For so many small business owners throughout North America telemarketing is a vital tool designed to raise awareness of products and services, as well as boosting sales.
In fact, telemarketing-driven sales have increased 50 percent over the last five years, accounting for $900 billion worth of goods and services in 2006 alone, according to a study from Compliance Systems Corporation.
Now, small business owners are stretching to learn ways to leverage these increases in an effort to ease costs of compliance with federal Do-Not-Call (DNC) legislation that coulde hurt many bottom lines.
"Given the current economic landscape, it is imperative that small businesses maximize every opportunity for sales while avoiding extraneous expenditures," said Dean Garfinkel, CEO of Compliance Systems Corporation (CSC).
These expenses come in many forms including such basic necessities as costs of software upgrades, training personnel and implementing practices to come in compliance with legislations.

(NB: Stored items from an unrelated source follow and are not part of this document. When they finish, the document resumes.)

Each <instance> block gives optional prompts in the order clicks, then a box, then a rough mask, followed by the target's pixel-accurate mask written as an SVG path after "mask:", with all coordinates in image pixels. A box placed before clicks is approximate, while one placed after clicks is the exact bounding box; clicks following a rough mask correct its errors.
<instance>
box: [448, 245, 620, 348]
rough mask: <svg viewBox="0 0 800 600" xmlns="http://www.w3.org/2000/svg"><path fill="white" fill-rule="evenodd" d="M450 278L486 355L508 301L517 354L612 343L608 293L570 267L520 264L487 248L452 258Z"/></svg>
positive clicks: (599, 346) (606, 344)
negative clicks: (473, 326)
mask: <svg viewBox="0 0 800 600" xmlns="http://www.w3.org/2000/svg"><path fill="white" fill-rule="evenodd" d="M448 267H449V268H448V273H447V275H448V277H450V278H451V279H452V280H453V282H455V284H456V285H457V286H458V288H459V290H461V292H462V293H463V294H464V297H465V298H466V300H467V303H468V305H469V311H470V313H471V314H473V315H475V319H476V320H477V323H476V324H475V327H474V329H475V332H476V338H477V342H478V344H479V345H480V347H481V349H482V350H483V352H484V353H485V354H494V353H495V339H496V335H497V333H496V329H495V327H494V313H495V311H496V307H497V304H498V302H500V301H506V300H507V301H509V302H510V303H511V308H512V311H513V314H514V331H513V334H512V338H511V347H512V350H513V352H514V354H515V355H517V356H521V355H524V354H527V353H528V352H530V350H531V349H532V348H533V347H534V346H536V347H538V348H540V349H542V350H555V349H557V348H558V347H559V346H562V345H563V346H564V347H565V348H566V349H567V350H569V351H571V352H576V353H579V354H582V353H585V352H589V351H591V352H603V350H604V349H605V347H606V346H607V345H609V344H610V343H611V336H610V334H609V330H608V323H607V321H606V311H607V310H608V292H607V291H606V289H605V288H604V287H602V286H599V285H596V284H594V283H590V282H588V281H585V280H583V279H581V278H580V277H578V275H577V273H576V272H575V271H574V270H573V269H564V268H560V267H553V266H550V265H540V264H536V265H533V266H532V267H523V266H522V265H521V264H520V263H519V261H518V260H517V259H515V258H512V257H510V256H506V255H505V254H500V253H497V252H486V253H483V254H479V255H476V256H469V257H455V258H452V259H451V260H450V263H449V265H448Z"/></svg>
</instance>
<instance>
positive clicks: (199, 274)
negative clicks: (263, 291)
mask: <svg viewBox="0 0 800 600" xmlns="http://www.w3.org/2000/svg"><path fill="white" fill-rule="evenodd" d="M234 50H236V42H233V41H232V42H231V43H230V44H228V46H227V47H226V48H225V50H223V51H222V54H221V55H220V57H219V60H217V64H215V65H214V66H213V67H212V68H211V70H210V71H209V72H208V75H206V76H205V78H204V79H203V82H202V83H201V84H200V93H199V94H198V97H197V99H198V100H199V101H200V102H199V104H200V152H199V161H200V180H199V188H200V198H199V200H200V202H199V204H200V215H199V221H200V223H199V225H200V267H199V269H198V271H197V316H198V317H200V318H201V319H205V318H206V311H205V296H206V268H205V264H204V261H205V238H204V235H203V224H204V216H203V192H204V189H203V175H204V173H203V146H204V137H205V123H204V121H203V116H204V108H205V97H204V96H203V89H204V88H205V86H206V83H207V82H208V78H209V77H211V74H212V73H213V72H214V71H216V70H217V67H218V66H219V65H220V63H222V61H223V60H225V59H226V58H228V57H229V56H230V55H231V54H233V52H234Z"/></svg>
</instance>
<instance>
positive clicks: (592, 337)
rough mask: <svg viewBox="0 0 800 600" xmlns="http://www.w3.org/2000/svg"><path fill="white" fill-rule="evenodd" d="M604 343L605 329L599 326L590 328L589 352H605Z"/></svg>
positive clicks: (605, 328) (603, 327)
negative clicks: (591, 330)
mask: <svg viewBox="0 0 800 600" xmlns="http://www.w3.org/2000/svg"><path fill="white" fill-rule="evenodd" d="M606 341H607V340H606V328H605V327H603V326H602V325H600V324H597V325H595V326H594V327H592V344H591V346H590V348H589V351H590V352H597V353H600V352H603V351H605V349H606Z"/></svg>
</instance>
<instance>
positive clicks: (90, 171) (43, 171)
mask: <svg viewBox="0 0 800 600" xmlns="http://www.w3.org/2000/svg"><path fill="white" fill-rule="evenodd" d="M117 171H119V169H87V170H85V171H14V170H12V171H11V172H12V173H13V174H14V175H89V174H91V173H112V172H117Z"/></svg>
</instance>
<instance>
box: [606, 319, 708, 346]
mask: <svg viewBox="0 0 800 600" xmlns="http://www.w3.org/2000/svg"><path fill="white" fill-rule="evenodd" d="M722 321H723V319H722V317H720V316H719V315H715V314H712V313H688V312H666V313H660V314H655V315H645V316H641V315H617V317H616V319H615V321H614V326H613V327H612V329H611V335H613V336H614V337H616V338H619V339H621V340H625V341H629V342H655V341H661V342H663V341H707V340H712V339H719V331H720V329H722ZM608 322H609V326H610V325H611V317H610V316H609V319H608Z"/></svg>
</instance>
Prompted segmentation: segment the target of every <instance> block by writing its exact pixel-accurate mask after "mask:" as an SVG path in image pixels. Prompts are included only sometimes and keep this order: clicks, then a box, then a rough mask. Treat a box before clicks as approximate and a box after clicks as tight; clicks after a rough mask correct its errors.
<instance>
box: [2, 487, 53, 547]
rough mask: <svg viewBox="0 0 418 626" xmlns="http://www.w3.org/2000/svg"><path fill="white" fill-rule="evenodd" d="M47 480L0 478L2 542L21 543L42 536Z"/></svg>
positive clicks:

And these costs don’t even include possible fines for inaccurate call list information or calls placed to DNC-restricted numbers, inadvertent or otherwise, fines that can add up to $11,000 or more per call, according to Garfinkel.
"In our history, we've never had a client place even a single call in violation of DNC lists," says Garfinkel. "There are plenty of companies that, in hindsight, would have been glad to pay for a service like ours instead of facing the massive legal battles and fines levied for improper calls."
Compliance's flagship, patent-protected product, TeleBlock, screens and blocks outbound calls against federal, state and in-house Do-Not-Call lists. The company's Regulatory Guide is available to online subscribers and is regularly updated with all pertinent DNC information.
As telemarketing sales continue to grow, companies such as Compliance Systems continue to prove that the investment required for small businesses to protect their brand from DNC liability need not be prohibitive.
Garfinkel suggests small business in that telemarket to follow advice such as:
-Document Your Work. Comprehensive and clearly documented "good-faith" efforts in the name of Do-Not-Call (DNC) compliance can help ensure against haphazard inquiries by the Federal Communication Commission.
-Protect Your Brand. Recognize that you are still accountable for the compliance of freelancers, salespeople in the field or outsourced employees working under your company umbrella. The negative publicity gained from irresponsible calls can earn you costly fines sabotaging your customer-base expansion efforts.
-Compliance Is Imperative. Firewall your phones with a DNC blocking service, especially one that provides third party verification.